Simon Coles from the University of Southampton did an fun-packed talk about his experiences with repositories and blogs in laboratories. His R4L project aims to address the gap between actual laboratory experiments and the publications of papers. I got quite a bit of contextual understanding around the academic life from his talk. Here's one example. Simon said : "40 years ago a PhD student would determine 3 crystal structures during the course of their study, this can now be done in one day." Now, that's what we call data explosion !

Christian Gumpenberger, Novartis, gave the audience a deep understanding of the trials and tribulations of introducing an Eprints based pharmaceutical repository corporate-wide at Novartis. His talk stood out for me, as it was one of the very few session in which a commercial entity took it upon themselves to organize their knowledge in a repository. Project OAK (Open Access to Knowledge) was a master's lesson on how to navigate the corporate world when it comes to implement a central knowledge data bank. Challenges were many, most of which were in keeping the project going after a successful start. On the technology side, Eprints was according to Christian, the right choice for Novartis. A good thing to say, when you present at the "Home of Eprints".

I the jumped onto the "Models, Architecture and Framework" track for two sessions. One of which was a presentation by Herbert van de Sompel, Los Alamos National Laboratory (LANL), on aDORe Federation Architecture. This was a brilliant talk. Herbert explained how LANL designed and implemented an architecture to federate repositories for scale. Scale at LANL means the 100 million objects in 9200 repositories. Massive scale, I'd say. Tons of ideas popped into my mind here. I could see how one could build hardware platform building blocks that would support the idea of scaling repositories by federation in a completely transparent manner.

My last session of the day was entitled "MESUR: Implications of usage-based evaluations of scholarly status for open repositories" by Johan Bollan, Los Alamos National Laboratory. Just reading the show brochure, this looked like a less interesting topic. Statistics and numbers, right ? Not so. Johan, being a skilled presenter, combined with his fast-paced style, was a blast. The project mined a wide choice of journals and created a graphical model via their citations on how the publications (and therefore the sciences) interconnect. Very interesting. For me, their work was one of the best visualisations of huge datasets I have ever seen. Check out the project's website.

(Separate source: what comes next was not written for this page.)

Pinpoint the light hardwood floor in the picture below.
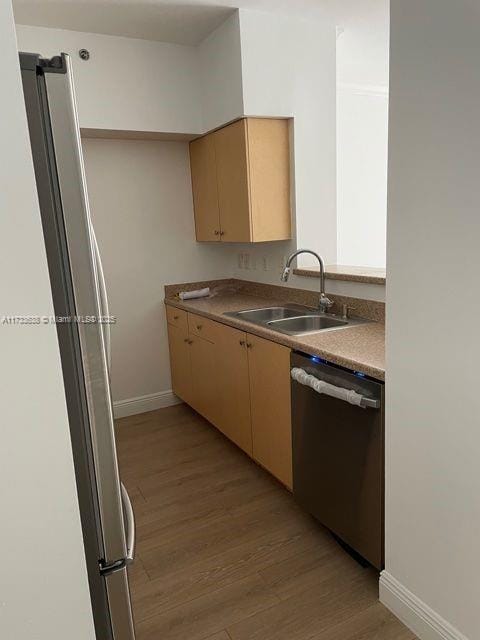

Before I forget, I also attended the Microsoft session from Lee Dirks, Santosh Balasubamanian and Savas Parastatidis. We met the guys in the hotel earlier the same day, and got talking. The folks are working on a research project around using Microsoft technologies for repositories. Build on top of Microsoft SQL server, Santosh and Savas showed a series of impressive demos centered around the ease of development for repository software. From what I have seen during the last couple of days, this is probably the most complete development environment, even at this early stage of the project. It does require the developer to stay within the well-padded Microsoft environment, and as the question and answer session illustrated, cross-platform (read non-Windows) deployment does present a challenge. What did surprise me was the presenters sincere commitment to being open. Have the winds shifted to a more open-source attitude at Microsoft ? I wondered.

This was a long day. Off to the pub for some well-deserved pints of London Pride.